HNO2 Concentration (M)	Ka Used	[H^+] from Quadratic (M)	pH	Percent Ionization
0.500	4.5 × 10^-4	0.01478	1.83	2.96%
0.250	4.5 × 10^-4	0.01039	1.98	4.16%
0.100	4.5 × 10^-4	0.00649	2.19	6.49%
0.010	4.5 × 10^-4	0.00191	2.72	19.1%

This concentration trend is exactly why plotting the species distribution can be so useful. As the initial concentration changes, the equilibrium shifts numerically, even though the value of Ka itself remains constant at a fixed temperature.

Common mistakes when calculating the pH of 0.25 M HNO2

1. Assuming complete dissociation. HNO2 is weak, so [H⁺] is not equal to 0.25 M.
2. Using the wrong Ka value. Different tables may report slightly different values due to temperature or rounding, but the result should remain close to pH 1.98.
3. Dropping x without checking the 5% rule. The approximation happens to work here, but it should be validated.
4. Forgetting that pH is logarithmic. Even small changes in [H⁺] can lead to noticeable pH differences.
5. Confusing HNO2 with HNO3. Nitrous acid and nitric acid are not interchangeable. HNO3 is a strong acid; HNO2 is weak.

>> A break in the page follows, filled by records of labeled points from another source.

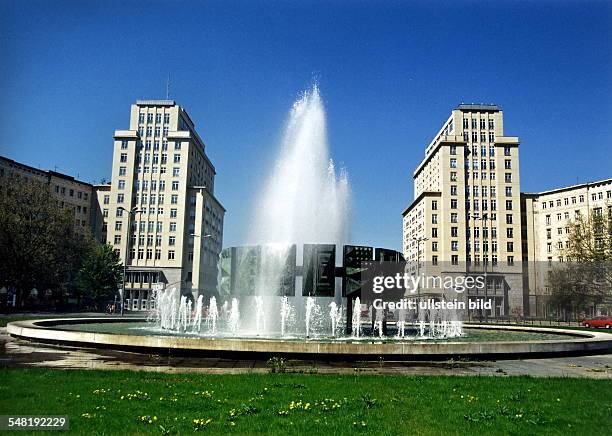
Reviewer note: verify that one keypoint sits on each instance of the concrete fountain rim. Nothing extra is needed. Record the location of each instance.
(578, 342)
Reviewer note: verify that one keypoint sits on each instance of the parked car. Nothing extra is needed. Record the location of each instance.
(598, 321)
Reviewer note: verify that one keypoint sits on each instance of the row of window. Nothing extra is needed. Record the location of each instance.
(566, 216)
(149, 254)
(483, 123)
(494, 261)
(149, 118)
(480, 164)
(71, 192)
(150, 131)
(123, 158)
(566, 201)
(483, 137)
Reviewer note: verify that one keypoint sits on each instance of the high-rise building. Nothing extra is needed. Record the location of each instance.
(547, 219)
(465, 215)
(66, 190)
(160, 212)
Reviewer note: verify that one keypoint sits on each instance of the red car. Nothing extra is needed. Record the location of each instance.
(598, 321)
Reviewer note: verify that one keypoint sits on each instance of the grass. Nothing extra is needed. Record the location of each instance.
(122, 402)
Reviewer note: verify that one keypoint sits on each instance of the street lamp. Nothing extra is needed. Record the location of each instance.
(485, 258)
(130, 213)
(418, 241)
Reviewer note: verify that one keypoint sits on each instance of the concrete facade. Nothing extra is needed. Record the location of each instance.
(162, 173)
(66, 190)
(547, 218)
(465, 216)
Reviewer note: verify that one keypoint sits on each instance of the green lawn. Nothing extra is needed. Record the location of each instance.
(122, 402)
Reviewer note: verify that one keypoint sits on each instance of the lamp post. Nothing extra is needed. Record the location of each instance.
(130, 213)
(418, 241)
(485, 260)
(194, 235)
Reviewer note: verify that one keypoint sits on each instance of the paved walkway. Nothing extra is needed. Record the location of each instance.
(17, 353)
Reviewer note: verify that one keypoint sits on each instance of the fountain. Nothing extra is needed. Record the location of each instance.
(285, 314)
(303, 208)
(335, 316)
(213, 313)
(356, 319)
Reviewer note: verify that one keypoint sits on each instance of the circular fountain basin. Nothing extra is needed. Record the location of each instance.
(480, 342)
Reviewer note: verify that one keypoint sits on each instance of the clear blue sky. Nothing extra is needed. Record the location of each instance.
(390, 73)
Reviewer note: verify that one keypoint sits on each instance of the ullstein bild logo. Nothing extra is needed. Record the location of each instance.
(411, 284)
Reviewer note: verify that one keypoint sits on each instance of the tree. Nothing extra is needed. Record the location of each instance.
(100, 274)
(585, 280)
(39, 247)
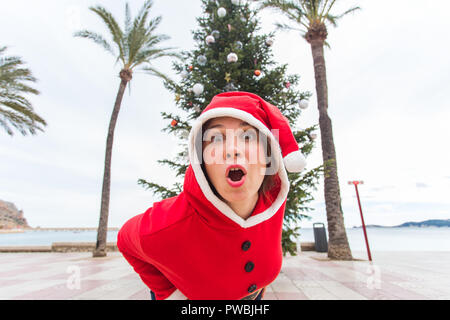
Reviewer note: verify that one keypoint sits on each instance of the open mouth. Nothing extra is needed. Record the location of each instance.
(236, 175)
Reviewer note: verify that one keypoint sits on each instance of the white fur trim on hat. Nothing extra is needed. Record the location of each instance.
(294, 161)
(176, 295)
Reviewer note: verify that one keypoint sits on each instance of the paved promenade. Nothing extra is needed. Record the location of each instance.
(310, 275)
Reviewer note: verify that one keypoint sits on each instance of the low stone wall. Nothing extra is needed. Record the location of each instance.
(26, 249)
(307, 246)
(89, 247)
(80, 246)
(60, 247)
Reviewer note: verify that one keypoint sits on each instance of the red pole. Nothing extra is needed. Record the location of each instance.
(362, 219)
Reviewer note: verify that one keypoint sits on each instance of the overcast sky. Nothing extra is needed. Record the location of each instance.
(388, 78)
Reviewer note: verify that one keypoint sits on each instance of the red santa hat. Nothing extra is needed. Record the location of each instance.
(256, 111)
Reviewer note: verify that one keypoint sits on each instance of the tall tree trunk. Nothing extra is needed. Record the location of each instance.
(100, 247)
(338, 247)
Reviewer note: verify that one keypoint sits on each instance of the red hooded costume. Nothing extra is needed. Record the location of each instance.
(194, 245)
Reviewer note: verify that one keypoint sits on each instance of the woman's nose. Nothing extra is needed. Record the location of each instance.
(232, 149)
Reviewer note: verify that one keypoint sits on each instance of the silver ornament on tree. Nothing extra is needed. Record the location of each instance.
(201, 60)
(230, 87)
(221, 12)
(198, 89)
(232, 57)
(210, 39)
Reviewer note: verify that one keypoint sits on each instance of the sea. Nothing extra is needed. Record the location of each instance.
(380, 239)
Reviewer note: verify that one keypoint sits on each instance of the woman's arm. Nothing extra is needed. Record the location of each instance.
(129, 245)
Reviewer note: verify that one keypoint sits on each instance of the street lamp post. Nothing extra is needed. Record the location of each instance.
(355, 183)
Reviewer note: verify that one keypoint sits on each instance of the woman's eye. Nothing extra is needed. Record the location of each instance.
(249, 135)
(217, 138)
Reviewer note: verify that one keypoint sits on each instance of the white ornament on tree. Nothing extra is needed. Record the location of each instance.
(303, 104)
(269, 42)
(184, 74)
(201, 60)
(210, 39)
(232, 57)
(216, 34)
(221, 12)
(198, 89)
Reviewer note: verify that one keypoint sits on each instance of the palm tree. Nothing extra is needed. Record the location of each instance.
(15, 109)
(311, 18)
(134, 46)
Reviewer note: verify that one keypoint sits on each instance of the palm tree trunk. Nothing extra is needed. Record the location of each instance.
(338, 247)
(100, 247)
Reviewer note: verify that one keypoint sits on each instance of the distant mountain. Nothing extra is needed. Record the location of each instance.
(422, 224)
(11, 217)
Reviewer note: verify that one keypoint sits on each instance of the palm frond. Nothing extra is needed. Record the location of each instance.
(97, 38)
(19, 112)
(113, 27)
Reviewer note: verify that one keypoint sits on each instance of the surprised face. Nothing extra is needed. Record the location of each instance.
(234, 158)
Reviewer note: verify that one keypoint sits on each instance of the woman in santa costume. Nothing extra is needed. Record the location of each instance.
(220, 238)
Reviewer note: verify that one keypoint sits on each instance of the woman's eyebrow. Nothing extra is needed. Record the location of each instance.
(242, 124)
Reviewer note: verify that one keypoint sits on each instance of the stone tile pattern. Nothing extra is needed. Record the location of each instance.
(310, 275)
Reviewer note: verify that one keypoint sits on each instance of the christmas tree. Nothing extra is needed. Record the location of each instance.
(231, 56)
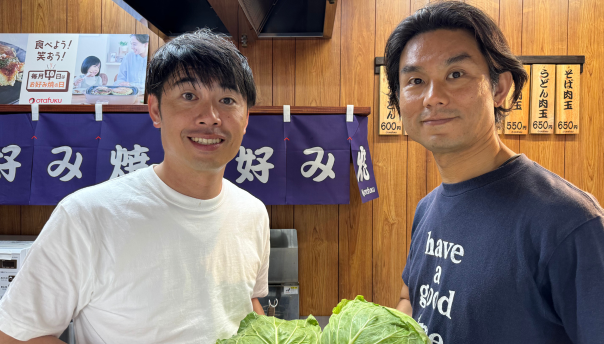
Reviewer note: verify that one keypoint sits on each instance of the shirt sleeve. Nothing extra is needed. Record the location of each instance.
(261, 287)
(53, 284)
(576, 280)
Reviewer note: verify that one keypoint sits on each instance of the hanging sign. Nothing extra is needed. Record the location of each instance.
(390, 120)
(543, 96)
(567, 99)
(516, 122)
(305, 161)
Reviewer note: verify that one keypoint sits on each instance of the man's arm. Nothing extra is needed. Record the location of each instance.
(256, 306)
(6, 339)
(404, 305)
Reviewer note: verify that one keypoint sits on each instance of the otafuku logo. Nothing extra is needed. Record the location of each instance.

Scientific context and reliability of acid data

Equilibrium constants are tabulated from experimental measurements and are influenced by temperature, ionic strength, and data source conventions. In introductory chemistry, using a standard 25 degrees C Ka value is normal practice. If your textbook or instructor uses a slightly different Ka for nitrous acid, your final pH may differ by a few hundredths, which is generally acceptable.

For foundational reference material, authoritative educational and government sources are excellent places to confirm acid-base theory, equilibrium relationships, and water chemistry concepts. Useful references include the LibreTexts Chemistry library for instructional explanations, but if you specifically want .gov and .edu sources, the following are highly relevant:

• U.S. Environmental Protection Agency acidification overview
• U.S. Geological Survey pH and water science page
• Purdue University acid-base equilibrium resources

Practical interpretation of the answer

A pH of about 1.98 means the solution is strongly acidic from a laboratory handling perspective, even though the acid itself is weak in the thermodynamic sense. This distinction is important. “Weak” does not mean harmless or barely acidic; it means incomplete dissociation. A sufficiently concentrated weak acid can still produce a low pH and should be handled with proper safety procedures.

In analytical chemistry, environmental chemistry, and process chemistry, weak-acid calculations like this are also the basis for buffer design, titration curves, and species distribution models. Understanding how to calculate the pH of 0.25 M HNO2 builds the exact same logic used later for more advanced systems involving polyprotic acids, mixed equilibria, and activity corrections.

Quick summary of the calculation

1. Write the dissociation reaction: HNO2 ⇌ H⁺ + NO2^–.
2. Set up the ICE table with x as the amount dissociated.
3. Use Ka = x² / (0.25 – x).
4. Solve using the quadratic formula with Ka = 4.5 × 10^-4.
5. Find x = [H⁺] ≈ 0.01039 M.
6. Compute pH = -log(0.01039) ≈ 1.98.

Bottom line: if you are asked to calculate the pH of 0.25 M HNO2 under standard general chemistry conditions, the accepted answer is typically pH ≈ 1.98, with minor variation depending on the Ka value provided.